No Bias in MPC to Raise Interest Rates; Decision Should be Guided by Hard Data: Garg
No Bias in MPC to Raise Interest Rates; Decision Should be Guided by Hard Data: Garg
When the policy that kept interest rates unchanged was announced, the media said it is a dovish policy, Economic Affairs Secretary Subhash Chandra Garg noted.

Manila: The government sees no bias in RBI-led monetary policy committee towards raising interest rates, and the decisions should be guided by hard data, Economic Affairs Secretary Subhash Chandra Garg has said.

The minutes of the last MPC meeting in April "do no reflect any bias for increase" in interest rates, he told PTI here. When the policy that kept interest rates unchanged was announced, the media said it is a dovish policy, he noted.

"What has come now is details of what members said, and 1 or 2 members seem to be saying if situation would turn it in this way (raising interest rates), but then a lot of others did not say the same."

At the April 4-5 policy meeting, Deputy Governor Viral Acharya cited revival in investment activity and an improvement in capacity utilisation for his switch from a neutral stance to shift "decisively to vote for a beginning of 'withdrawal of accommodation' in the next monetary policy meeting in June."
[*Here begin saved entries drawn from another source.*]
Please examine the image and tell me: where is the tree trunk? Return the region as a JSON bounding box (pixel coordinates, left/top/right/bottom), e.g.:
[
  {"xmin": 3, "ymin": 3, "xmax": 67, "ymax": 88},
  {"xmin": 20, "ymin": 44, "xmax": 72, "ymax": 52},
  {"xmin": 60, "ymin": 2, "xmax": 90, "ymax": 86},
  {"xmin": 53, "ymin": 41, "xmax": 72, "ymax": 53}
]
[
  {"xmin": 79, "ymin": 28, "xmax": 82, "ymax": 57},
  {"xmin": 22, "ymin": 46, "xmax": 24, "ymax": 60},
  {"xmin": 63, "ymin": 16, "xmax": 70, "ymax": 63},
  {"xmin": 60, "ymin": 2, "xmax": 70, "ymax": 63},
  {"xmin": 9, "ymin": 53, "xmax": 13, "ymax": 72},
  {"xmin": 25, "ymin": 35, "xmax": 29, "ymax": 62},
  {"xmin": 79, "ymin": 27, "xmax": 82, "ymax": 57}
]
A majority of the six-member panel flagged upside risks to inflation as it kept the benchmark repurchase rate unchanged at 6 per cent. Five of the six members voted for status quo on interest rates, while one, Michael Patra, who is an executive director heading the research department, sought an increase.

"We should go by the real numbers. Have you seen disproportionate rise in inflation numbers? Have you seen extra ordinary growth in output which has reduced the output gap substantially? No," Garg said.

Only fundamentals should dictate such decisions, he said. "If there is any real situation where inflation seems to overshoot, RBI does have a statutory mandate to keep the inflation around 4 per cent. So, they would take the most appropriate steps for that."

He went on to say if such a situation was there and answered it by saying no. "When you people say that something is going to happen, it should be based on fundamental," he said.

The retail inflation in March slipped to a 5 month low of 4.27 per cent on account of decline in food prices.

The RBI has revised downwards forecast for retail inflation to 4.7-5.1 per cent for April-September and 4.4 per cent for October-March.